レーシックの歴史
レーシックの手術が確立したのは1980年代です。
しかし角膜の厚さを調節して、視力を矯正するという発想は1800年からありました。
レーシックと角膜の歴史についてです。
■ 近視手術のはじめは日本!?
「角膜を切開して視力を矯正する」という発想は1800年代からありました。
そこで1939年日本の佐藤氏が、角膜を切開して行う近視手術を行い、成功しました。
しかしこの手術では、時間経過とともに角膜が白く混濁してくることがわかり、さらなる改良が求められるのです。
■ 怪我の功名!?ロシアの少年の事故
レーシックの技術が開発されたのはロシアが最初となっていますが、その経緯については偶然が生み出した「事故」によるものなのです。
近視手術の父と言われるロシアのフィヨドロフ博士のもとに、一人の少年が運ばれてきました。
彼は交通事故に遭ってしまい、かけていたメガネの破片が割れて、眼に刺さっている状態でした。
少年はガラスを取り除く手術が行われ、無事終了しました。
そしていよいよ包帯を外す日になって、包帯を取り外すと、少年が「メガネ無しでも見える」と訴えだしたのです。
このことがきっかけで、フィヨドロフ博士は角膜の前面のみを切開する「PK法」を確立しました。
■ アメリカで開発された「エキシマレーザー」
これまでの「PK法」では放射線状にメスで角膜に切れ目を入れていく方法でした。
しかしこの方法では精度が一定に保たれない、というデメリットがありました。
これを解消するために作られたのが、アメリカ製の「エキシマレーザー」です。
直接メスで執刀するよりも、レーザーによる治療は治癒が早いことから、現在では最もポピュラーな方法として用いられています。

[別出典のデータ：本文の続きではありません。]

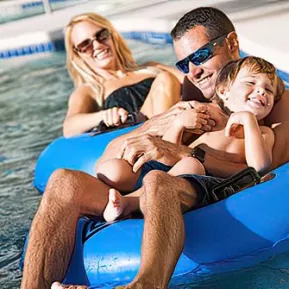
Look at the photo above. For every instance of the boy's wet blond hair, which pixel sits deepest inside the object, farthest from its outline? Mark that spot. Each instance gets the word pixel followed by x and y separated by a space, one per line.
pixel 79 71
pixel 229 72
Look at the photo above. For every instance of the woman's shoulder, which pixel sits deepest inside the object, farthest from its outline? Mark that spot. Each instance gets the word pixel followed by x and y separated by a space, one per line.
pixel 84 90
pixel 152 70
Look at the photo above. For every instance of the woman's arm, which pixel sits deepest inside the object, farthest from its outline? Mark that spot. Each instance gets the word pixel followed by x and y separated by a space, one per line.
pixel 179 75
pixel 82 114
pixel 259 141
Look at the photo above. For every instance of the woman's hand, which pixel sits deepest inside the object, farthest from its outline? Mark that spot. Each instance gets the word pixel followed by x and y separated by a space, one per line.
pixel 143 148
pixel 114 116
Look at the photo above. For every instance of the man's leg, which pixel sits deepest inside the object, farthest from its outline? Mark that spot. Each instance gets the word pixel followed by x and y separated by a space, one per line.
pixel 163 201
pixel 68 196
pixel 281 146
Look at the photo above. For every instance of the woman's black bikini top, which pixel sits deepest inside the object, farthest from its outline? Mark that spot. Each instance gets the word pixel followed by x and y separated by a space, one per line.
pixel 130 97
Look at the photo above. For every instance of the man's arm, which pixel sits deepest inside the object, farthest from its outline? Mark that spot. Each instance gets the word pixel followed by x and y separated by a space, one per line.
pixel 280 111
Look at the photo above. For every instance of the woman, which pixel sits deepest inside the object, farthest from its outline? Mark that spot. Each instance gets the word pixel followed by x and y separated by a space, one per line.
pixel 108 82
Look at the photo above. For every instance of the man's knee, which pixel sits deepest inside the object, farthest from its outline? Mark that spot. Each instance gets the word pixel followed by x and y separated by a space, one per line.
pixel 156 178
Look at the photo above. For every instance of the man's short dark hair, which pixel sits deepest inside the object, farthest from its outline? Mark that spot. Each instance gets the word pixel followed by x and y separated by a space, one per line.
pixel 215 21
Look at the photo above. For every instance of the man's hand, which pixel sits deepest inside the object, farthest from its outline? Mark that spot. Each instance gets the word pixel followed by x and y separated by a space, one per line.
pixel 236 122
pixel 114 116
pixel 141 149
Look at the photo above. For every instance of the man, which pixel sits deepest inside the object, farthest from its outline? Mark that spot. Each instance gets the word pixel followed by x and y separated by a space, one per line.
pixel 70 195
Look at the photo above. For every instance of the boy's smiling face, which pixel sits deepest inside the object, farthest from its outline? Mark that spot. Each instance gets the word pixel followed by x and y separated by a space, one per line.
pixel 252 92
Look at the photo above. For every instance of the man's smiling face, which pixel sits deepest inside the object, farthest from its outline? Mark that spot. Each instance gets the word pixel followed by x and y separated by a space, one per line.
pixel 203 76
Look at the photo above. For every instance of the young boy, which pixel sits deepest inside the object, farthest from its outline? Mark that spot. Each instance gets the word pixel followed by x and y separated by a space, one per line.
pixel 246 89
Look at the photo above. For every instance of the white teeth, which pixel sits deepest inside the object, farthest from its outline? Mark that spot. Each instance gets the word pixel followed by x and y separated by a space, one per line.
pixel 101 54
pixel 204 80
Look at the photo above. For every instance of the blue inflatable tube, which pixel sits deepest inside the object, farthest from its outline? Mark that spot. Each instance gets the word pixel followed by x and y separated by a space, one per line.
pixel 239 232
pixel 77 153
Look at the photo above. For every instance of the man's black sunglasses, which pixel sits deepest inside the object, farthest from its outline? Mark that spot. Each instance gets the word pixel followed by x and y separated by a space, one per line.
pixel 87 45
pixel 201 55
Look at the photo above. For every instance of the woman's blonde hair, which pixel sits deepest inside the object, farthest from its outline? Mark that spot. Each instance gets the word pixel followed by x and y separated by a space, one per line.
pixel 78 69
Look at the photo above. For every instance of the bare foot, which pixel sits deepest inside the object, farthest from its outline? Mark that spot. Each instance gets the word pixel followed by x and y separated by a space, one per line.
pixel 115 206
pixel 57 285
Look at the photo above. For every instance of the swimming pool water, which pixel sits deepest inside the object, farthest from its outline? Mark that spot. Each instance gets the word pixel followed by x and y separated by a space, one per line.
pixel 33 101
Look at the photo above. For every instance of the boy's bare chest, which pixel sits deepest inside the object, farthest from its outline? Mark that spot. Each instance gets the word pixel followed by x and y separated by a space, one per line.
pixel 232 147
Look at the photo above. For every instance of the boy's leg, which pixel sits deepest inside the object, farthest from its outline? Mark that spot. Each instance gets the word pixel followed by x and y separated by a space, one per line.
pixel 121 206
pixel 188 165
pixel 117 173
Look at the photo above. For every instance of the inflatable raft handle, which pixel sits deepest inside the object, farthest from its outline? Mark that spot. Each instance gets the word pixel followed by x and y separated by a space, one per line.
pixel 132 119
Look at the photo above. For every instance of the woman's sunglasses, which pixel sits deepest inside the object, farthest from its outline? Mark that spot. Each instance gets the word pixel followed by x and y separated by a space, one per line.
pixel 86 46
pixel 201 55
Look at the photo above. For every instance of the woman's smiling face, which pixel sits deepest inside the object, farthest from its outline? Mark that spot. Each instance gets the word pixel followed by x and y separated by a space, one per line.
pixel 252 92
pixel 99 49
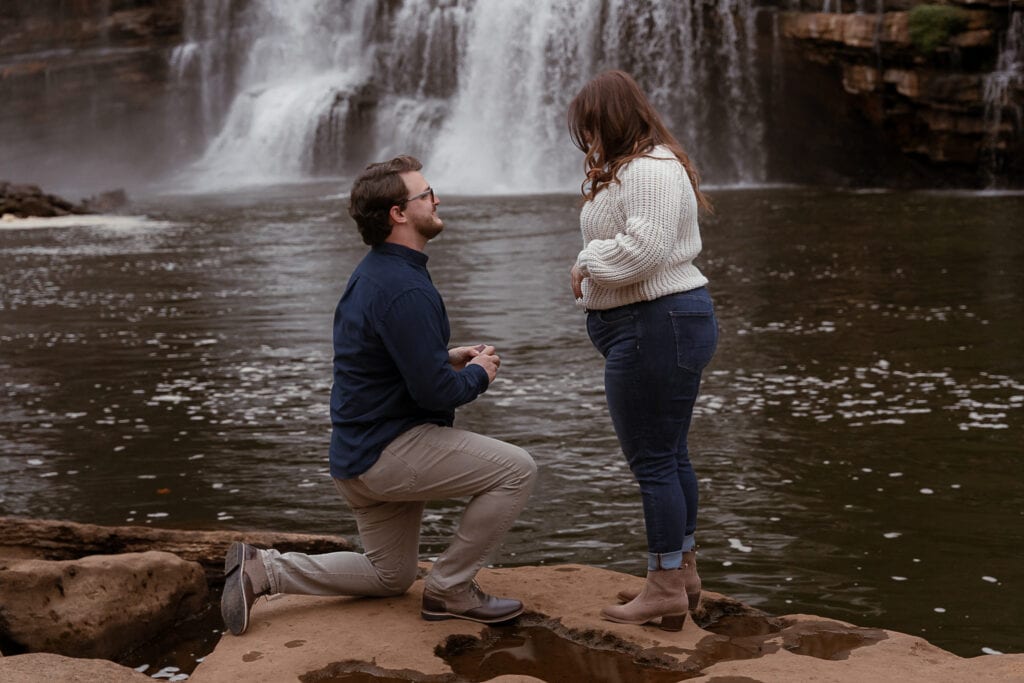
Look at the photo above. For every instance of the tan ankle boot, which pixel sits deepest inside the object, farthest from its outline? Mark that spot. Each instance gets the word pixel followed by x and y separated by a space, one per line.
pixel 663 596
pixel 691 583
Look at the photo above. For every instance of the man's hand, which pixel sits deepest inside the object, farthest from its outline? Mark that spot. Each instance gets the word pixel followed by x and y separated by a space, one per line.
pixel 460 355
pixel 486 358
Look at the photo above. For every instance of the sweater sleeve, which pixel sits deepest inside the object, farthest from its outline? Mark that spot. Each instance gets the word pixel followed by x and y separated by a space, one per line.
pixel 652 202
pixel 413 333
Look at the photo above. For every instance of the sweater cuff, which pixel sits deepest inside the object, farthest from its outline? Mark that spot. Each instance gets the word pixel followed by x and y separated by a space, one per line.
pixel 582 263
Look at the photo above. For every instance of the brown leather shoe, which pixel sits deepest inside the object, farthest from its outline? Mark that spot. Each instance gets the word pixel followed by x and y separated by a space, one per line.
pixel 473 604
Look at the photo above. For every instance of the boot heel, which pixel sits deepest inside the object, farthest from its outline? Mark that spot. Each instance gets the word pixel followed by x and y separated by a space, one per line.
pixel 673 622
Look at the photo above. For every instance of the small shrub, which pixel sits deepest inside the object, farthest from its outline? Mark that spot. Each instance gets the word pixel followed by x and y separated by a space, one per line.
pixel 932 26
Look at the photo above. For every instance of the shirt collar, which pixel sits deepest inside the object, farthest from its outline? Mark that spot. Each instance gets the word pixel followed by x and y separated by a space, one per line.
pixel 404 253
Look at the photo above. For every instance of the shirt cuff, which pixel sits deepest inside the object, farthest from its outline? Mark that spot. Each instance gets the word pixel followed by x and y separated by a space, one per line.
pixel 481 374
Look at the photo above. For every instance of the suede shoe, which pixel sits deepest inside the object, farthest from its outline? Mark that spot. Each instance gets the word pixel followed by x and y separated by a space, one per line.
pixel 245 581
pixel 473 605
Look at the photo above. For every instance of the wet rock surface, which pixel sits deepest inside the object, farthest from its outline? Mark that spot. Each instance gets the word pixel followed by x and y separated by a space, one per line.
pixel 562 638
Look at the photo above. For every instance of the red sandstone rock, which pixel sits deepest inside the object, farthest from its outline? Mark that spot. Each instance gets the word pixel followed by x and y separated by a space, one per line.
pixel 292 637
pixel 45 667
pixel 98 606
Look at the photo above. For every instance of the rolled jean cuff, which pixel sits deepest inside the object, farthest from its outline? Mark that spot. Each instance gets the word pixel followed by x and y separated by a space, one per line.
pixel 657 561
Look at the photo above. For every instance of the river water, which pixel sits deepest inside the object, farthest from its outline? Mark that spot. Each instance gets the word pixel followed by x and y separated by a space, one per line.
pixel 858 439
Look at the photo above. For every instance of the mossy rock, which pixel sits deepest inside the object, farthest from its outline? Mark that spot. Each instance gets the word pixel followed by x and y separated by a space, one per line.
pixel 932 26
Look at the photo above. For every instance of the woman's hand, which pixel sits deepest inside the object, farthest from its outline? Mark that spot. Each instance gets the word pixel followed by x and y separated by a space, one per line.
pixel 577 279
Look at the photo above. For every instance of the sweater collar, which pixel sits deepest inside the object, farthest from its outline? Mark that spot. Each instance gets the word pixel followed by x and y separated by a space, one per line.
pixel 404 253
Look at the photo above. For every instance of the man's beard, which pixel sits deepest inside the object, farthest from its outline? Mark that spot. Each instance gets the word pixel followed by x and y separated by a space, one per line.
pixel 430 227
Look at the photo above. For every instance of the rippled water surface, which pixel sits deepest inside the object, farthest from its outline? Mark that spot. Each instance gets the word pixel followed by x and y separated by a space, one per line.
pixel 858 440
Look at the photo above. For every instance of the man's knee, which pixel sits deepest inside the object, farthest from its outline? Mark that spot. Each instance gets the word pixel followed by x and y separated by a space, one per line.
pixel 524 467
pixel 396 582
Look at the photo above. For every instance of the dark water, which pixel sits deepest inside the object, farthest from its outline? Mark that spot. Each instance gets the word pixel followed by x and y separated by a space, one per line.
pixel 859 438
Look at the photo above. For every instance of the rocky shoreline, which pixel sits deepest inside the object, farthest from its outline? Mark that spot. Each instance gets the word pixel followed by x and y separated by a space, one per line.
pixel 74 598
pixel 26 201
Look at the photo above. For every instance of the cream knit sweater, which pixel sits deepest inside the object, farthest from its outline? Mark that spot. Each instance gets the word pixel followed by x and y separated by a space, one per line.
pixel 641 235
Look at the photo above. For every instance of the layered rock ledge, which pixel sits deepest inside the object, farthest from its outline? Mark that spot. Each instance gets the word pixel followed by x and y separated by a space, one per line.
pixel 560 638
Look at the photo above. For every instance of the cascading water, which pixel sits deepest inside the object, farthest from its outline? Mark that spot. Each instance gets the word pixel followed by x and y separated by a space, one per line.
pixel 476 89
pixel 1009 75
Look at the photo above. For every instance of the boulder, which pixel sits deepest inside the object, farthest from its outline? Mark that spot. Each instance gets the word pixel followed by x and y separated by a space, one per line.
pixel 562 637
pixel 97 606
pixel 25 201
pixel 46 667
pixel 56 540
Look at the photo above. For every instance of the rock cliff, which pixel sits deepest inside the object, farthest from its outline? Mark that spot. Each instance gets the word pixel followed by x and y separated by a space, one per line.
pixel 896 93
pixel 933 94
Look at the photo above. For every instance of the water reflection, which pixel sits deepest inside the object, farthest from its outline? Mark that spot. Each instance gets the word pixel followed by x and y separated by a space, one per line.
pixel 857 441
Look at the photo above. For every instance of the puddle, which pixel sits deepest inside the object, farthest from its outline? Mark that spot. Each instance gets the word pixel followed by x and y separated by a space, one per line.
pixel 540 652
pixel 529 648
pixel 522 650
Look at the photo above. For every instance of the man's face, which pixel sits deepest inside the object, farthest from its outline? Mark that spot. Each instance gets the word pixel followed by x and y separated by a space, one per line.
pixel 422 208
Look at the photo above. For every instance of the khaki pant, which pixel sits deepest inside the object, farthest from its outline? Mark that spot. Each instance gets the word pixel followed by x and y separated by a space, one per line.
pixel 425 463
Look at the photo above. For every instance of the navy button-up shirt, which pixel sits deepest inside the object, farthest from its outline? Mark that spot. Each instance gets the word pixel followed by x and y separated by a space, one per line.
pixel 391 368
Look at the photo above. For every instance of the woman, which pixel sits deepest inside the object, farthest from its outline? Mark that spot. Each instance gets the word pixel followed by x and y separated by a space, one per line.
pixel 651 317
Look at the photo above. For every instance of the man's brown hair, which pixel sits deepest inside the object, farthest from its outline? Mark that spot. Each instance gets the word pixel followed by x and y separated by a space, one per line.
pixel 377 189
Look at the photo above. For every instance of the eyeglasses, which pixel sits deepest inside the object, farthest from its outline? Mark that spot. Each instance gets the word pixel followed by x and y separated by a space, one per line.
pixel 428 190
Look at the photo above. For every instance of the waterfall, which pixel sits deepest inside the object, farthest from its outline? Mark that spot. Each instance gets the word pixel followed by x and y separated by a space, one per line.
pixel 1009 75
pixel 477 89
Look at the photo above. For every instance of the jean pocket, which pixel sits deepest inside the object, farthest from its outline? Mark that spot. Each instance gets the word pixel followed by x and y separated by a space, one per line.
pixel 615 315
pixel 696 337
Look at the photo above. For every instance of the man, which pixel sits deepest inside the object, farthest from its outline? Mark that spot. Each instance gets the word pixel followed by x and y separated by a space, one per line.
pixel 393 447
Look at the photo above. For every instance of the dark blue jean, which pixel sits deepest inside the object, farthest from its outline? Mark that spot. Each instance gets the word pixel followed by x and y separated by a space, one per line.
pixel 654 353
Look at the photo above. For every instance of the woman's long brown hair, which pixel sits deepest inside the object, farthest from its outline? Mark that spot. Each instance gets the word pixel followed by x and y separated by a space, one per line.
pixel 611 121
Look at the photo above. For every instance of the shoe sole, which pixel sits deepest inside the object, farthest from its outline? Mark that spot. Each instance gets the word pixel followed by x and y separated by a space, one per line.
pixel 668 623
pixel 236 620
pixel 440 616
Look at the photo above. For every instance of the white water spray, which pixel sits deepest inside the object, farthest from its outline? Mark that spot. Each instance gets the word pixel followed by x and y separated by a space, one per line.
pixel 478 90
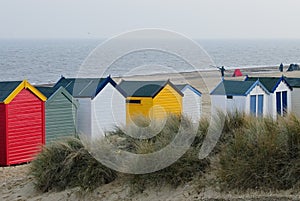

これまでの「PK法」からより精度の高い「PRK法」が用いられるようになりました。
「PRK法」はフラップを形成せずに、エキシマレーザーを直接照射する方法になります。
■ 現在の「レーシック」へ
PRK法は長い間視力矯正法の定番として用いられてきました。
しかし1990年に入って、ギリシャでパリカリス博士が初めて「レーシック」を行います。
レーシックとは角膜の前面を削り、「フラップ」というフタのような状態を作り出します。
そして「角膜実質層」という部分をエキシマレーザーで削り、調節します。
これまで主流だったPRK法は、術後の痛みや経過を慎重に見ていかなければいけない点がデメリットでした。
しかしレーシックではフラップを形成するため、治りも早く現在では一般的な視力矯正法として用いられています。